Wiedząc o tym że głodzenie nie jest dobrym sposobem na redukcje zdecydowałem się przejść na odpowiednia dietę redukcyjną która zapewne z powodzeniem stosuje nie jedna osoba na redukcji , mianowicie zwiększenie ilości białek kosztem węglowodanów , trwale usunąłem z mojej diety wszelkie fast foody ( w tym również domowo robione frytki ) oraz jedzenie przetwarzane czyli wszelkie chipsy , batony , słodkie napoje itp. podobne przyjemności , dodatkowo znikły również ryż , ziemniaki , masło i majonez a pieczywo białe i makarony zamieniłem na pełnoziarniste , ewentualnie stosuję kasze gryczaną w zastępstwie makaronu. Wprowadziłem do diety znacznie więcej warzyw wszelkiego rodzaju i owoców.
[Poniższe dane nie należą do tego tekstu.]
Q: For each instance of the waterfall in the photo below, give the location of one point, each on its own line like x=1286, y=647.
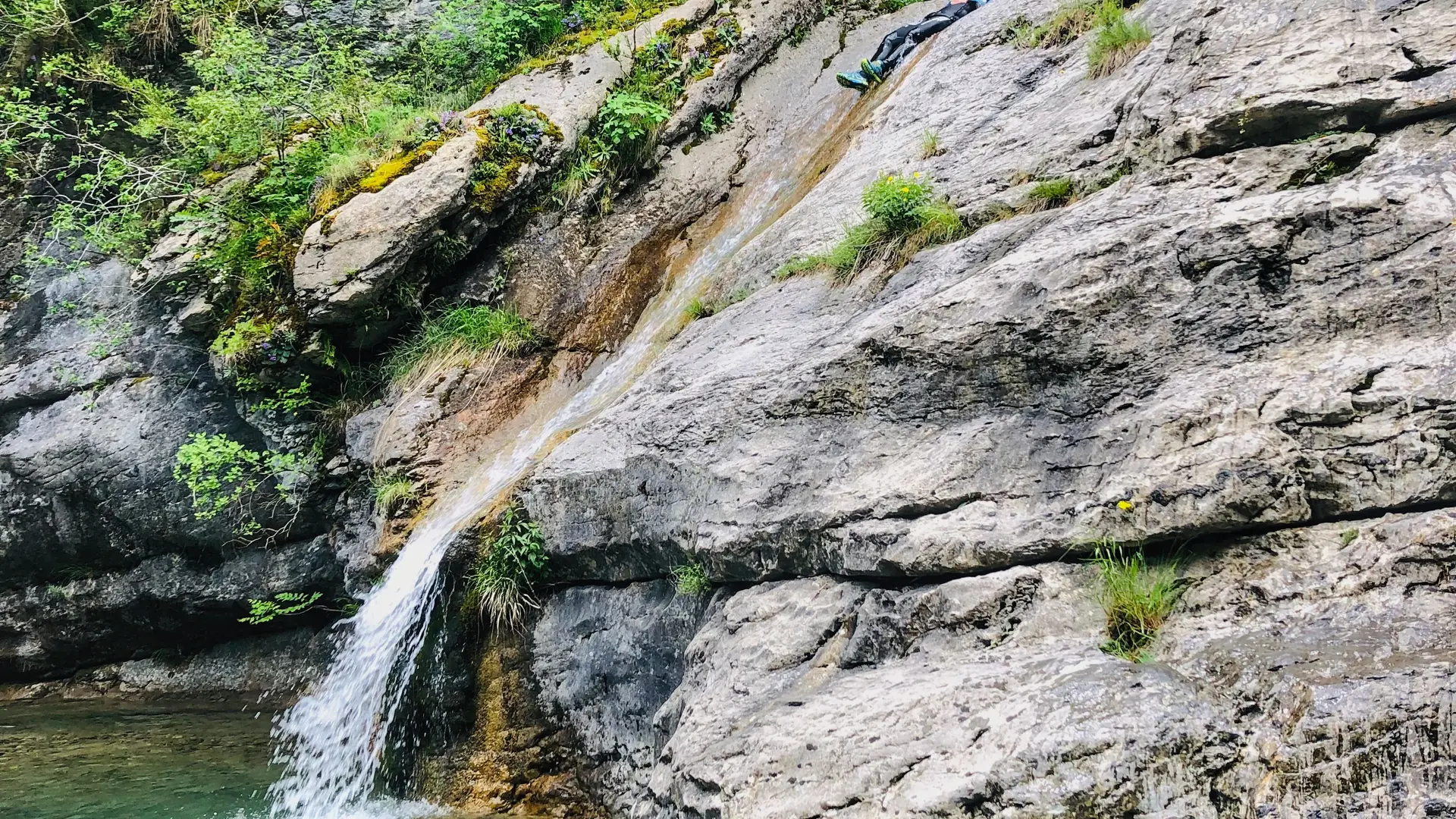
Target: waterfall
x=332, y=741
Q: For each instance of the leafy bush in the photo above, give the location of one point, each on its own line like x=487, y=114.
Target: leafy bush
x=223, y=474
x=283, y=604
x=459, y=335
x=1138, y=598
x=905, y=218
x=698, y=309
x=509, y=564
x=692, y=579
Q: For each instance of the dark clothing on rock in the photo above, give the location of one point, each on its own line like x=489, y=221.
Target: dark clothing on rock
x=902, y=41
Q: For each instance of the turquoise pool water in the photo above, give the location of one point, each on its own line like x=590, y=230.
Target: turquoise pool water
x=105, y=761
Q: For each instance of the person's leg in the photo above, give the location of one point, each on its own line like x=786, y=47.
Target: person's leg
x=893, y=41
x=916, y=36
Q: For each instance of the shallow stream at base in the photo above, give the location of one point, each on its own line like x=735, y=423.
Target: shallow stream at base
x=102, y=760
x=175, y=761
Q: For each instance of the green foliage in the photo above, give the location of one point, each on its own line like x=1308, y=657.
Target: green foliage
x=509, y=139
x=696, y=309
x=1050, y=194
x=472, y=44
x=897, y=200
x=905, y=218
x=628, y=118
x=626, y=126
x=692, y=579
x=1138, y=596
x=930, y=145
x=223, y=474
x=394, y=491
x=1117, y=39
x=283, y=604
x=459, y=335
x=507, y=566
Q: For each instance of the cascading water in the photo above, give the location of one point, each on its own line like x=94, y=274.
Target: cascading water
x=332, y=741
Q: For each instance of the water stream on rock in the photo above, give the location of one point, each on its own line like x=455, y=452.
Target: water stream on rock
x=332, y=741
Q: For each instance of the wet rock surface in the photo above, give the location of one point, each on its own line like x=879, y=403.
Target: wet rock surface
x=1238, y=328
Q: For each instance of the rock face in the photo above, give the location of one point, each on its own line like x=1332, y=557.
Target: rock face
x=101, y=556
x=1308, y=670
x=1203, y=338
x=1232, y=344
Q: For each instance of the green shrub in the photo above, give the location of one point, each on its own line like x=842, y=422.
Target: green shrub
x=692, y=579
x=1117, y=39
x=1138, y=596
x=283, y=604
x=223, y=474
x=905, y=218
x=459, y=335
x=897, y=200
x=507, y=566
x=394, y=491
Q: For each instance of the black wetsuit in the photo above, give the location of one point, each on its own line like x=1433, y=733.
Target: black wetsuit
x=902, y=41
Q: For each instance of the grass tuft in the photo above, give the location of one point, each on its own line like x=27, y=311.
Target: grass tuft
x=1117, y=39
x=1136, y=596
x=692, y=580
x=507, y=567
x=1116, y=42
x=698, y=309
x=460, y=335
x=1050, y=194
x=394, y=491
x=905, y=218
x=930, y=145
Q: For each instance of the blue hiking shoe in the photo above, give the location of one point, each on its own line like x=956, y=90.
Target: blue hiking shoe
x=852, y=79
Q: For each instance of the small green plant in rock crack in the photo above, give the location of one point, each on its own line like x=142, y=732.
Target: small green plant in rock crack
x=1136, y=595
x=459, y=335
x=1050, y=194
x=691, y=579
x=394, y=491
x=905, y=218
x=223, y=477
x=283, y=604
x=930, y=145
x=1116, y=41
x=510, y=561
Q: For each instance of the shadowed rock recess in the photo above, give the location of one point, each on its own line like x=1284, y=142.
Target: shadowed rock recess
x=1232, y=346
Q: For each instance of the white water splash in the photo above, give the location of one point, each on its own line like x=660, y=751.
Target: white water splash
x=332, y=739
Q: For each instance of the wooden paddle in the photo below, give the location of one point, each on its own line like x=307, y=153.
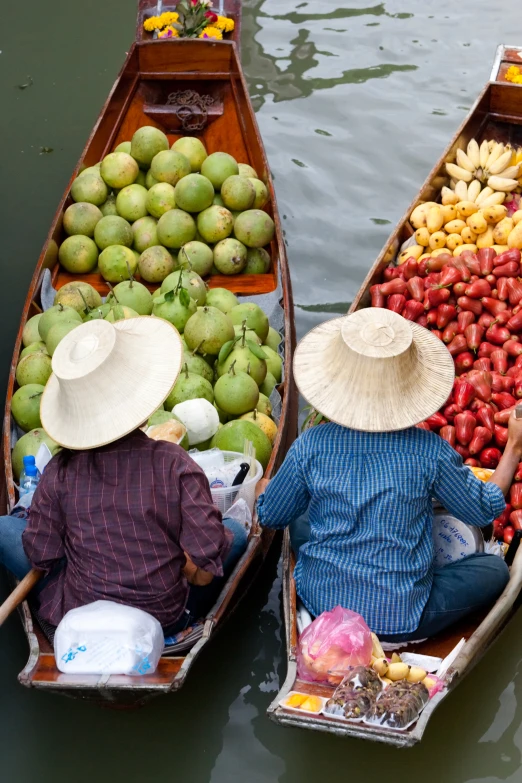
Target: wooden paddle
x=19, y=594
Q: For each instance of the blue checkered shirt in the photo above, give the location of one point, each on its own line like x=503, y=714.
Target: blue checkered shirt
x=369, y=497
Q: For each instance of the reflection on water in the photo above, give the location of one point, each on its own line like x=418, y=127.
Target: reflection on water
x=355, y=103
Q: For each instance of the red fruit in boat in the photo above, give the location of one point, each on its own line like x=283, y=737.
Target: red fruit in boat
x=490, y=457
x=465, y=424
x=412, y=310
x=464, y=362
x=466, y=303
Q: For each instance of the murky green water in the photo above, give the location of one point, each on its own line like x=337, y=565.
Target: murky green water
x=355, y=104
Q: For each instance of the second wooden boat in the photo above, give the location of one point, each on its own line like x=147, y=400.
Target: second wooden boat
x=497, y=114
x=149, y=91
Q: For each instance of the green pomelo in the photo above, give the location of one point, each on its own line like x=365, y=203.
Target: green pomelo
x=249, y=334
x=150, y=180
x=244, y=360
x=189, y=280
x=141, y=179
x=25, y=406
x=120, y=313
x=31, y=333
x=217, y=167
x=113, y=230
x=176, y=228
x=28, y=445
x=261, y=193
x=132, y=294
x=109, y=207
x=156, y=264
x=118, y=169
x=194, y=193
x=36, y=347
x=230, y=256
x=208, y=330
x=253, y=315
x=34, y=368
x=268, y=385
x=81, y=218
x=90, y=188
x=254, y=228
x=215, y=223
x=258, y=261
x=246, y=171
x=146, y=143
x=196, y=256
x=170, y=166
x=97, y=313
x=189, y=386
x=273, y=339
x=238, y=193
x=198, y=366
x=145, y=233
x=170, y=307
x=115, y=262
x=236, y=392
x=160, y=199
x=232, y=437
x=193, y=149
x=131, y=202
x=57, y=333
x=274, y=362
x=264, y=405
x=222, y=298
x=78, y=254
x=55, y=315
x=76, y=294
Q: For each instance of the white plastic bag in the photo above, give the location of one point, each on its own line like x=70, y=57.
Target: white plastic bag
x=108, y=638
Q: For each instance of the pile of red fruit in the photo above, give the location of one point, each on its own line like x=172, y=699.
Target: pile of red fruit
x=473, y=303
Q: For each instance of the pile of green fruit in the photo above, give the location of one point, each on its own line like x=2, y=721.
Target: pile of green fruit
x=230, y=359
x=149, y=210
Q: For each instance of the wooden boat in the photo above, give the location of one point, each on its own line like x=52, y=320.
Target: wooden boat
x=231, y=8
x=152, y=72
x=497, y=114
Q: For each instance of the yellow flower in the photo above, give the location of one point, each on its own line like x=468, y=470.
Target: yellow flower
x=169, y=32
x=225, y=24
x=513, y=75
x=211, y=32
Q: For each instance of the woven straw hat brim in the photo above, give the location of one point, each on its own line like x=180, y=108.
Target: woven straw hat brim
x=373, y=395
x=108, y=379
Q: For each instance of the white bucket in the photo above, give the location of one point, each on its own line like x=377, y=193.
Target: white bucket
x=224, y=497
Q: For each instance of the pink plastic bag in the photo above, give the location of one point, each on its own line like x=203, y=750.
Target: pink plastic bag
x=333, y=642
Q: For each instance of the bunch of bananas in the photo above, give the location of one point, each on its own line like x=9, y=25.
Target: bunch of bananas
x=484, y=172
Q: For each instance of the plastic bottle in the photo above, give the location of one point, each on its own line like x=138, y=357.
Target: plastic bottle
x=29, y=477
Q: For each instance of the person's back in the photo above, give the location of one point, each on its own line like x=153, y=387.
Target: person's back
x=127, y=512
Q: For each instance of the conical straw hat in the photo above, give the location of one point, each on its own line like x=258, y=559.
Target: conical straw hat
x=373, y=371
x=108, y=379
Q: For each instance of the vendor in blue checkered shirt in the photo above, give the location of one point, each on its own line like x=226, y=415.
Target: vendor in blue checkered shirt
x=367, y=481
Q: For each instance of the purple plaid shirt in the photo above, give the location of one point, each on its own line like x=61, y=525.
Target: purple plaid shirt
x=122, y=516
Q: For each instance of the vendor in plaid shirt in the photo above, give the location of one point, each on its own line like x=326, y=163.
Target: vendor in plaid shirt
x=367, y=481
x=118, y=516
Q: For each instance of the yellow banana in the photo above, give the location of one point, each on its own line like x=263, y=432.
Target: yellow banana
x=484, y=153
x=474, y=189
x=483, y=195
x=474, y=153
x=464, y=162
x=458, y=172
x=461, y=189
x=495, y=198
x=502, y=184
x=501, y=163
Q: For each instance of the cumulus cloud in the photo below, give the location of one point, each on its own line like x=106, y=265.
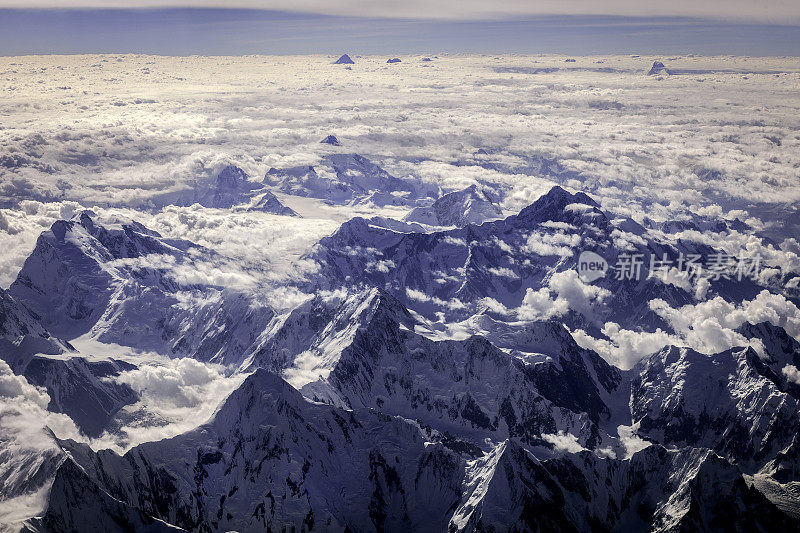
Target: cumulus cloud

Jadam 4 posiłki dziennie odpowiednio zbilansowane w oknie 8 godzinny ( mianowicie jeśli pierwszy posiłek występuje o godz 8-9 rano to ostatni jem o 16-17 ) przy tym spożywając od 3 do 5 litrów wody dziennie . Pracuję 15 dni w tygodniu po 12 godz na dobę i nie zależnie od tego czy mam wolne czy jestem w pracy zawsze staram się jeść o tych samych godzinach i zawsze są to sprawdzone posiłki i wykonane własnoręcznie , oczywiście w pracy obiady często odbywają się na zasadzie odgrzanie obiadu z dnia poprzedniego . Naprawdę od kilku miesięcy mocno się zainteresowałem tematem i śledzę kilka portali oprócz waszego i staram się stosować metody które pokrywają się ze sobą na różnych portalach . Mój deficyt kaloryczny wynosi 300-400 kcla w dni wolne od pracy gdy mam czas na siłownię i 500-600 kcla w dni pracujące , dodam że mam pracę siedzącą . Na trening siłowy zawsze chodzę o godz 11:00-11:30 po drugim sniadaniu . Jedyna suplementacja jaką stosuje to aminokwasy BCAA , ah i pijam kawę przed treningiem w celu pobudzenia , czysta kawa z odrobiną mleka i cynamonu . To tyle odnośnie diety .


Aktualnie mam 25 lat , 175 cm wzrostu i 90 kg wagi , obwód w pasie 92 cm , poziom tkanki tłuszczowej 18.07 % ( do wyliczania poziomu tkanki tłuszczowej lub spożywanych kalorii używam strony potreningu.pl ) .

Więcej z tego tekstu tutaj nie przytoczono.